A strong breeze then blew through her arms and she felt some of the nuts and berries shake loose to fall down over the edge of the cliff and splash into the river. She felt herself drawn into one of those nuts. The waters swept her along, the currents pushing her here and there until suddenly a fish swallowed her! Now, she was the fish swimming powerfully through the water, leaping and diving joyfully along with the current of the river, until, finally, she emerged into the sea and joined hundreds of other fishes in their dance among the waves.

From above, a hawk swooped down and captured her in its strong claws. The hawk flew up into the branches of a tree to eat its catch. As the hawk dined, the woman felt her fish self now becoming the hawk. Then, away she flew, up high into the air, picking up the air currents and calmly gliding along for miles over the trees of the forest, over valleys...across the hills and mountains. Circling, circling, she flew and looked down upon the earth so far beneath her. So small it seemed and so distant! Onward she lazily flew, back to the cliff to land in the heights of the old and crooked tree.

Suddenly, she was no longer the hawk, but the mouse that scurried with fright into the hollow of the tree when the hawk shadow passed over. The woman felt herself leaving the mouse body and flowing back into the tree, into the trunk and roots and branches.

All the voices of all the trees and wild things of the forest - of the whole world - were brought to her in the freshening winds and the light rain that had begun to fall. The voices of distant places and distant times were carried to her through her roots, and her own heart beat in time with the deep, slow heartbeat of the earth.

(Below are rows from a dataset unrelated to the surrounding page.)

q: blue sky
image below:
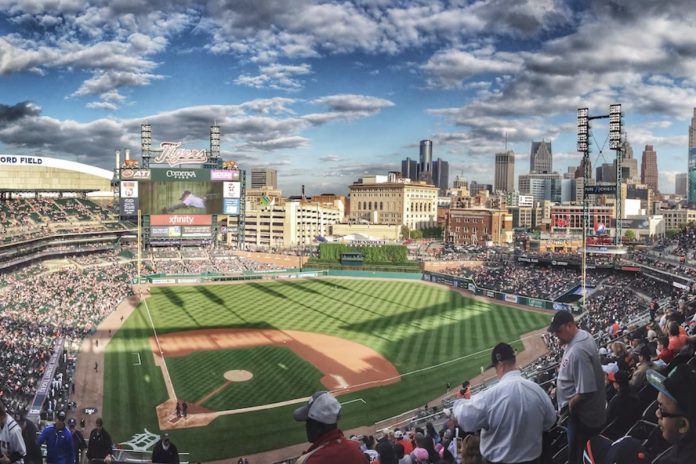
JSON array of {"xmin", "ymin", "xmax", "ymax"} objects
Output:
[{"xmin": 0, "ymin": 0, "xmax": 696, "ymax": 195}]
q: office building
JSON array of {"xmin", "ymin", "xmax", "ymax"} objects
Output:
[
  {"xmin": 674, "ymin": 172, "xmax": 689, "ymax": 197},
  {"xmin": 519, "ymin": 173, "xmax": 563, "ymax": 203},
  {"xmin": 640, "ymin": 145, "xmax": 658, "ymax": 193},
  {"xmin": 348, "ymin": 175, "xmax": 438, "ymax": 229},
  {"xmin": 251, "ymin": 168, "xmax": 278, "ymax": 189},
  {"xmin": 432, "ymin": 158, "xmax": 449, "ymax": 197},
  {"xmin": 418, "ymin": 140, "xmax": 433, "ymax": 184},
  {"xmin": 529, "ymin": 141, "xmax": 553, "ymax": 174},
  {"xmin": 495, "ymin": 150, "xmax": 515, "ymax": 193},
  {"xmin": 688, "ymin": 108, "xmax": 696, "ymax": 208}
]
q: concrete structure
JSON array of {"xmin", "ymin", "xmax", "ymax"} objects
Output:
[
  {"xmin": 251, "ymin": 168, "xmax": 278, "ymax": 189},
  {"xmin": 551, "ymin": 205, "xmax": 615, "ymax": 234},
  {"xmin": 234, "ymin": 201, "xmax": 343, "ymax": 248},
  {"xmin": 401, "ymin": 158, "xmax": 419, "ymax": 180},
  {"xmin": 495, "ymin": 150, "xmax": 515, "ymax": 193},
  {"xmin": 529, "ymin": 141, "xmax": 553, "ymax": 174},
  {"xmin": 519, "ymin": 173, "xmax": 563, "ymax": 203},
  {"xmin": 445, "ymin": 208, "xmax": 513, "ymax": 246},
  {"xmin": 432, "ymin": 158, "xmax": 449, "ymax": 196},
  {"xmin": 689, "ymin": 108, "xmax": 696, "ymax": 208},
  {"xmin": 349, "ymin": 176, "xmax": 438, "ymax": 229},
  {"xmin": 640, "ymin": 145, "xmax": 659, "ymax": 193},
  {"xmin": 674, "ymin": 172, "xmax": 689, "ymax": 198},
  {"xmin": 0, "ymin": 154, "xmax": 114, "ymax": 198},
  {"xmin": 331, "ymin": 223, "xmax": 401, "ymax": 241},
  {"xmin": 655, "ymin": 207, "xmax": 696, "ymax": 231}
]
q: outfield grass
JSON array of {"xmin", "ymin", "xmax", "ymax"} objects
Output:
[{"xmin": 104, "ymin": 279, "xmax": 549, "ymax": 461}]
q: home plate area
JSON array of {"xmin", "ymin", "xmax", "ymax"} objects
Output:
[{"xmin": 150, "ymin": 329, "xmax": 400, "ymax": 430}]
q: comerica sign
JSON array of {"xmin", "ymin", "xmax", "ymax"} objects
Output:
[{"xmin": 152, "ymin": 142, "xmax": 208, "ymax": 167}]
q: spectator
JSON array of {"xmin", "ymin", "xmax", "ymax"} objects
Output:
[
  {"xmin": 394, "ymin": 429, "xmax": 413, "ymax": 455},
  {"xmin": 548, "ymin": 311, "xmax": 606, "ymax": 464},
  {"xmin": 87, "ymin": 417, "xmax": 114, "ymax": 462},
  {"xmin": 630, "ymin": 345, "xmax": 655, "ymax": 392},
  {"xmin": 293, "ymin": 391, "xmax": 367, "ymax": 464},
  {"xmin": 37, "ymin": 411, "xmax": 75, "ymax": 464},
  {"xmin": 19, "ymin": 416, "xmax": 43, "ymax": 464},
  {"xmin": 453, "ymin": 343, "xmax": 556, "ymax": 463},
  {"xmin": 0, "ymin": 401, "xmax": 27, "ymax": 464},
  {"xmin": 647, "ymin": 364, "xmax": 696, "ymax": 464},
  {"xmin": 68, "ymin": 417, "xmax": 87, "ymax": 464},
  {"xmin": 152, "ymin": 433, "xmax": 179, "ymax": 464},
  {"xmin": 607, "ymin": 371, "xmax": 642, "ymax": 438}
]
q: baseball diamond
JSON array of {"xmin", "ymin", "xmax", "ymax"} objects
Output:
[{"xmin": 98, "ymin": 278, "xmax": 548, "ymax": 461}]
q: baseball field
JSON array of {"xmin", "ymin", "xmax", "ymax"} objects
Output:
[{"xmin": 103, "ymin": 278, "xmax": 549, "ymax": 462}]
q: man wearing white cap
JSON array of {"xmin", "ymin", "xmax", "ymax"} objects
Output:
[{"xmin": 293, "ymin": 391, "xmax": 368, "ymax": 464}]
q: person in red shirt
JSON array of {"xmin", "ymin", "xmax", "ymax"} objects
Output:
[
  {"xmin": 394, "ymin": 430, "xmax": 413, "ymax": 456},
  {"xmin": 293, "ymin": 391, "xmax": 368, "ymax": 464},
  {"xmin": 667, "ymin": 321, "xmax": 689, "ymax": 356}
]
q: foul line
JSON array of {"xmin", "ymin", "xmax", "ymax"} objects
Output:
[{"xmin": 143, "ymin": 299, "xmax": 177, "ymax": 400}]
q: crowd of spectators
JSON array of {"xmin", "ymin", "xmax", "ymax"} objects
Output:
[{"xmin": 0, "ymin": 197, "xmax": 122, "ymax": 243}]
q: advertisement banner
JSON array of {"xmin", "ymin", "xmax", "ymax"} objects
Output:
[
  {"xmin": 150, "ymin": 214, "xmax": 213, "ymax": 226},
  {"xmin": 119, "ymin": 198, "xmax": 138, "ymax": 216},
  {"xmin": 227, "ymin": 182, "xmax": 242, "ymax": 198},
  {"xmin": 150, "ymin": 169, "xmax": 210, "ymax": 181},
  {"xmin": 505, "ymin": 293, "xmax": 517, "ymax": 303},
  {"xmin": 121, "ymin": 168, "xmax": 150, "ymax": 180},
  {"xmin": 120, "ymin": 180, "xmax": 138, "ymax": 198},
  {"xmin": 210, "ymin": 169, "xmax": 239, "ymax": 181},
  {"xmin": 227, "ymin": 198, "xmax": 239, "ymax": 215},
  {"xmin": 181, "ymin": 226, "xmax": 212, "ymax": 238}
]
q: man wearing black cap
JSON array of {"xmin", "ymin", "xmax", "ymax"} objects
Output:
[
  {"xmin": 293, "ymin": 391, "xmax": 368, "ymax": 464},
  {"xmin": 647, "ymin": 364, "xmax": 696, "ymax": 464},
  {"xmin": 0, "ymin": 401, "xmax": 25, "ymax": 464},
  {"xmin": 548, "ymin": 311, "xmax": 606, "ymax": 464},
  {"xmin": 68, "ymin": 417, "xmax": 87, "ymax": 464},
  {"xmin": 152, "ymin": 433, "xmax": 179, "ymax": 464},
  {"xmin": 453, "ymin": 343, "xmax": 556, "ymax": 464},
  {"xmin": 37, "ymin": 411, "xmax": 75, "ymax": 464},
  {"xmin": 87, "ymin": 417, "xmax": 113, "ymax": 463}
]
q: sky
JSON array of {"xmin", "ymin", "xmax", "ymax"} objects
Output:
[{"xmin": 0, "ymin": 0, "xmax": 696, "ymax": 195}]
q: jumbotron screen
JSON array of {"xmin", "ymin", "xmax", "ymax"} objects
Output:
[
  {"xmin": 121, "ymin": 169, "xmax": 241, "ymax": 216},
  {"xmin": 140, "ymin": 180, "xmax": 222, "ymax": 215}
]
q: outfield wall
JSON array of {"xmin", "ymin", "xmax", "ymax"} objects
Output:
[{"xmin": 423, "ymin": 272, "xmax": 573, "ymax": 311}]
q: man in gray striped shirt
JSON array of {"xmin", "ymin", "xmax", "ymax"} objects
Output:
[{"xmin": 453, "ymin": 343, "xmax": 556, "ymax": 464}]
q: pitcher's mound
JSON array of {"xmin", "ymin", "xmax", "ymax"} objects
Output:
[{"xmin": 223, "ymin": 369, "xmax": 254, "ymax": 382}]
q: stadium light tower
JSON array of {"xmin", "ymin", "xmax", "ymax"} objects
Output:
[{"xmin": 609, "ymin": 104, "xmax": 623, "ymax": 246}]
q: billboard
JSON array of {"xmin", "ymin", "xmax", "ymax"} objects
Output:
[
  {"xmin": 119, "ymin": 180, "xmax": 139, "ymax": 216},
  {"xmin": 139, "ymin": 179, "xmax": 222, "ymax": 216}
]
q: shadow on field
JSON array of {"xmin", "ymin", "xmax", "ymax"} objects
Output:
[{"xmin": 195, "ymin": 287, "xmax": 248, "ymax": 322}]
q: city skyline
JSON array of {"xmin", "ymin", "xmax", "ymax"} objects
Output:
[{"xmin": 0, "ymin": 0, "xmax": 696, "ymax": 195}]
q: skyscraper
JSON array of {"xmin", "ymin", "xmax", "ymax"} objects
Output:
[
  {"xmin": 251, "ymin": 168, "xmax": 278, "ymax": 190},
  {"xmin": 674, "ymin": 172, "xmax": 689, "ymax": 197},
  {"xmin": 495, "ymin": 150, "xmax": 515, "ymax": 192},
  {"xmin": 689, "ymin": 108, "xmax": 696, "ymax": 208},
  {"xmin": 640, "ymin": 145, "xmax": 658, "ymax": 193},
  {"xmin": 419, "ymin": 140, "xmax": 433, "ymax": 184},
  {"xmin": 401, "ymin": 158, "xmax": 418, "ymax": 180},
  {"xmin": 529, "ymin": 141, "xmax": 553, "ymax": 174},
  {"xmin": 432, "ymin": 158, "xmax": 449, "ymax": 197}
]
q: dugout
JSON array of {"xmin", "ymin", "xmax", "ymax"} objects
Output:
[{"xmin": 341, "ymin": 252, "xmax": 365, "ymax": 266}]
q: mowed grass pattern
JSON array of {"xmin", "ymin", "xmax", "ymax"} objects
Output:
[
  {"xmin": 104, "ymin": 279, "xmax": 549, "ymax": 461},
  {"xmin": 167, "ymin": 346, "xmax": 323, "ymax": 411}
]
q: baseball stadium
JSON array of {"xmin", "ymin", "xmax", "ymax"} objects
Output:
[{"xmin": 0, "ymin": 138, "xmax": 696, "ymax": 464}]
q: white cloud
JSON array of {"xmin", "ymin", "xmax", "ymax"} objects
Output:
[{"xmin": 234, "ymin": 63, "xmax": 312, "ymax": 90}]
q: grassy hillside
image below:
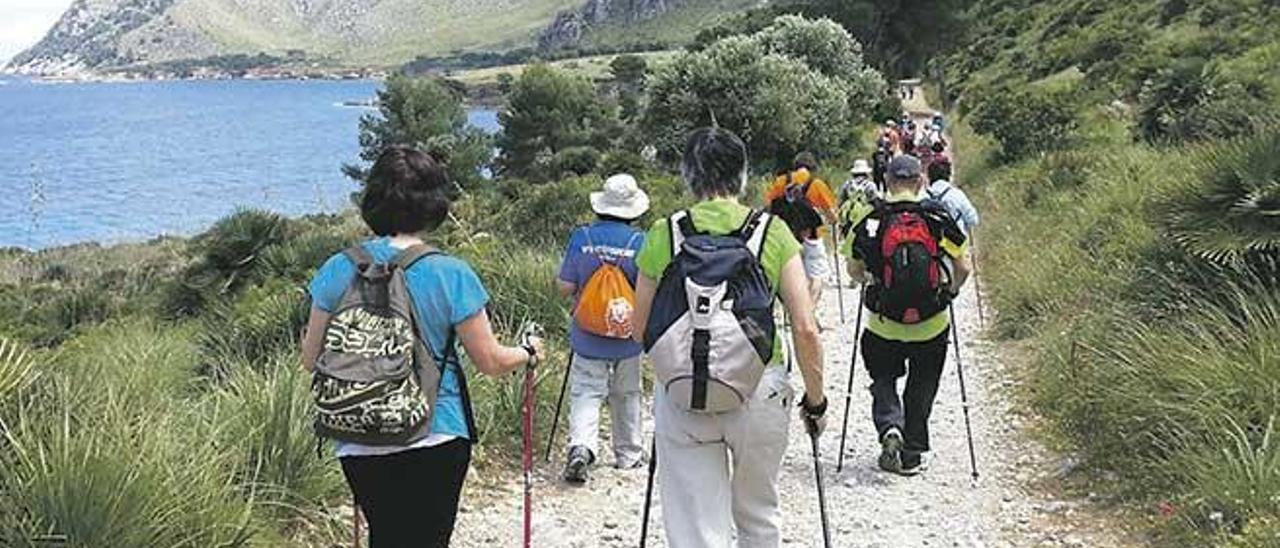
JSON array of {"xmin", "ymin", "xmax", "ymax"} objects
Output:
[
  {"xmin": 448, "ymin": 51, "xmax": 676, "ymax": 86},
  {"xmin": 582, "ymin": 0, "xmax": 762, "ymax": 47},
  {"xmin": 172, "ymin": 0, "xmax": 577, "ymax": 65},
  {"xmin": 942, "ymin": 0, "xmax": 1280, "ymax": 547}
]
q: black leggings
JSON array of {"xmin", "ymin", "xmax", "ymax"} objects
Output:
[{"xmin": 339, "ymin": 439, "xmax": 471, "ymax": 548}]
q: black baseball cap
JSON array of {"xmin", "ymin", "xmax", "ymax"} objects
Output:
[{"xmin": 886, "ymin": 154, "xmax": 920, "ymax": 179}]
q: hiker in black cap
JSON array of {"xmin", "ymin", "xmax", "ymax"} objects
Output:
[{"xmin": 842, "ymin": 155, "xmax": 970, "ymax": 475}]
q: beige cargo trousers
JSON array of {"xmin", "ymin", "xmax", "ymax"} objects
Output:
[{"xmin": 654, "ymin": 365, "xmax": 794, "ymax": 548}]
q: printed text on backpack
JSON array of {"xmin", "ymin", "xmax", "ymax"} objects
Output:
[{"xmin": 311, "ymin": 246, "xmax": 452, "ymax": 446}]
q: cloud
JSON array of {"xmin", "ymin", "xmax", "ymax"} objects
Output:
[{"xmin": 0, "ymin": 0, "xmax": 72, "ymax": 60}]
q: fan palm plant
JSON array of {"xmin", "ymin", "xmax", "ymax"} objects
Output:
[{"xmin": 1162, "ymin": 125, "xmax": 1280, "ymax": 268}]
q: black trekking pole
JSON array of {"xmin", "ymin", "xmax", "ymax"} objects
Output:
[
  {"xmin": 947, "ymin": 306, "xmax": 978, "ymax": 481},
  {"xmin": 831, "ymin": 223, "xmax": 845, "ymax": 325},
  {"xmin": 836, "ymin": 286, "xmax": 867, "ymax": 474},
  {"xmin": 547, "ymin": 351, "xmax": 573, "ymax": 462},
  {"xmin": 640, "ymin": 437, "xmax": 658, "ymax": 548},
  {"xmin": 805, "ymin": 427, "xmax": 831, "ymax": 548}
]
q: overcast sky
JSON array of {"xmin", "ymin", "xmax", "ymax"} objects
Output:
[{"xmin": 0, "ymin": 0, "xmax": 72, "ymax": 63}]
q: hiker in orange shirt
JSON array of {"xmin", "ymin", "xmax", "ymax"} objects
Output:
[{"xmin": 764, "ymin": 152, "xmax": 836, "ymax": 306}]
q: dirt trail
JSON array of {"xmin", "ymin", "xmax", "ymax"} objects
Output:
[
  {"xmin": 454, "ymin": 100, "xmax": 1129, "ymax": 548},
  {"xmin": 454, "ymin": 271, "xmax": 1124, "ymax": 548}
]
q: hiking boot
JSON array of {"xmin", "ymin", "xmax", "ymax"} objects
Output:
[
  {"xmin": 564, "ymin": 447, "xmax": 593, "ymax": 485},
  {"xmin": 879, "ymin": 428, "xmax": 902, "ymax": 474},
  {"xmin": 899, "ymin": 453, "xmax": 929, "ymax": 476}
]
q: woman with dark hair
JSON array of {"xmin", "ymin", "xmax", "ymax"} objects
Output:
[
  {"xmin": 302, "ymin": 146, "xmax": 543, "ymax": 548},
  {"xmin": 632, "ymin": 128, "xmax": 827, "ymax": 548}
]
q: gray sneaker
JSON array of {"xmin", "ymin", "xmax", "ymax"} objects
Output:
[
  {"xmin": 564, "ymin": 446, "xmax": 594, "ymax": 485},
  {"xmin": 879, "ymin": 428, "xmax": 902, "ymax": 474}
]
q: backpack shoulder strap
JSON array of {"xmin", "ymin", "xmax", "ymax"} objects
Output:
[
  {"xmin": 668, "ymin": 210, "xmax": 698, "ymax": 250},
  {"xmin": 737, "ymin": 210, "xmax": 773, "ymax": 260},
  {"xmin": 393, "ymin": 243, "xmax": 443, "ymax": 271},
  {"xmin": 342, "ymin": 243, "xmax": 376, "ymax": 270}
]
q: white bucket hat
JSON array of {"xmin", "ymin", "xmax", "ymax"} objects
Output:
[
  {"xmin": 591, "ymin": 173, "xmax": 649, "ymax": 220},
  {"xmin": 849, "ymin": 160, "xmax": 872, "ymax": 175}
]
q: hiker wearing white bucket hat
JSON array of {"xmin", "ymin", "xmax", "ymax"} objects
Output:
[
  {"xmin": 840, "ymin": 159, "xmax": 879, "ymax": 211},
  {"xmin": 591, "ymin": 173, "xmax": 649, "ymax": 220},
  {"xmin": 557, "ymin": 173, "xmax": 649, "ymax": 484}
]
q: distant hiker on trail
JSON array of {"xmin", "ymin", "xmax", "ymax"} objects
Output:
[
  {"xmin": 840, "ymin": 159, "xmax": 881, "ymax": 210},
  {"xmin": 302, "ymin": 146, "xmax": 543, "ymax": 548},
  {"xmin": 928, "ymin": 156, "xmax": 980, "ymax": 234},
  {"xmin": 764, "ymin": 152, "xmax": 836, "ymax": 306},
  {"xmin": 876, "ymin": 120, "xmax": 902, "ymax": 156},
  {"xmin": 558, "ymin": 174, "xmax": 649, "ymax": 484},
  {"xmin": 845, "ymin": 155, "xmax": 972, "ymax": 475},
  {"xmin": 635, "ymin": 128, "xmax": 827, "ymax": 548}
]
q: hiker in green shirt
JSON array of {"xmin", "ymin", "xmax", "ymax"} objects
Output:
[
  {"xmin": 842, "ymin": 155, "xmax": 972, "ymax": 475},
  {"xmin": 634, "ymin": 128, "xmax": 827, "ymax": 548}
]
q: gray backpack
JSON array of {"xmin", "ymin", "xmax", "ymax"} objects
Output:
[
  {"xmin": 645, "ymin": 211, "xmax": 776, "ymax": 414},
  {"xmin": 311, "ymin": 245, "xmax": 466, "ymax": 446}
]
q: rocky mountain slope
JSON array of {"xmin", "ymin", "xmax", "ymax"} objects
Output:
[
  {"xmin": 538, "ymin": 0, "xmax": 769, "ymax": 49},
  {"xmin": 9, "ymin": 0, "xmax": 583, "ymax": 74}
]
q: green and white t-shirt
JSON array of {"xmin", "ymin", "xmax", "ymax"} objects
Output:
[{"xmin": 636, "ymin": 198, "xmax": 800, "ymax": 362}]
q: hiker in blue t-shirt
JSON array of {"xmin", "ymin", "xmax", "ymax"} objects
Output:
[
  {"xmin": 558, "ymin": 174, "xmax": 649, "ymax": 484},
  {"xmin": 302, "ymin": 146, "xmax": 543, "ymax": 547}
]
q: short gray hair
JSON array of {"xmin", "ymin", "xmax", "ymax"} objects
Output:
[{"xmin": 680, "ymin": 128, "xmax": 748, "ymax": 197}]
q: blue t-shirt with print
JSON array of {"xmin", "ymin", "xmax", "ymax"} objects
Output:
[
  {"xmin": 310, "ymin": 238, "xmax": 489, "ymax": 456},
  {"xmin": 559, "ymin": 220, "xmax": 644, "ymax": 360}
]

For many, many years she had stood in this place, growing first from a tiny, fallen seed. She remembered each and every season that had passed - from the long sleepy winters and the awakening springs to the hot dry summers and the fullness of every autumn. She remembered the storms that brought the welcome rain and lightning that cleansed the air. Sometimes the lightning storms brought fires that burned away trees that had long since passed on. But the fires also took trees that had only begun their lives. Although the fires were destructive, they left behind a richness that nourished the earth and encouraged new growth. She also remembered every bird that had nested in her heights and every creature that had taken shelter from harsh weather beneath her sturdy branches. Each had touched her and left behind a part of themselves, just as a part of her went with them when they traveled on.

She now knew that this tree...that all trees...were a part of everything, connected to everything. Every bird and animal and plant and person that now lived...or had ever lived...contained within themselves a part of the trees of this earth.

With this realization in her mind, her roots shrank and shrank until they became legs and feet. Her many branches dwindled down and became her two arms and hands. As she opened her eyes, it was to find the first light of dawn creeping into the hollow of the tree.

Had she slept then? Had she only dreamed of being the tree and fish and hawk and mouse?

She smiled as she realized that it didn’t matter if it was a dream or if it had really happened. Her heart was full from the lessons she had learned during her adventures.

With only the slightest thought, she could hear the trees whispering their secrets to her once again and she could share in the stories told by the birds and the animals in the forest. She never again wanted to lose the precious gift this beautiful old tree had given to her.

The telling of this story is done. But this story will go on, as long as trees grow and rivers run.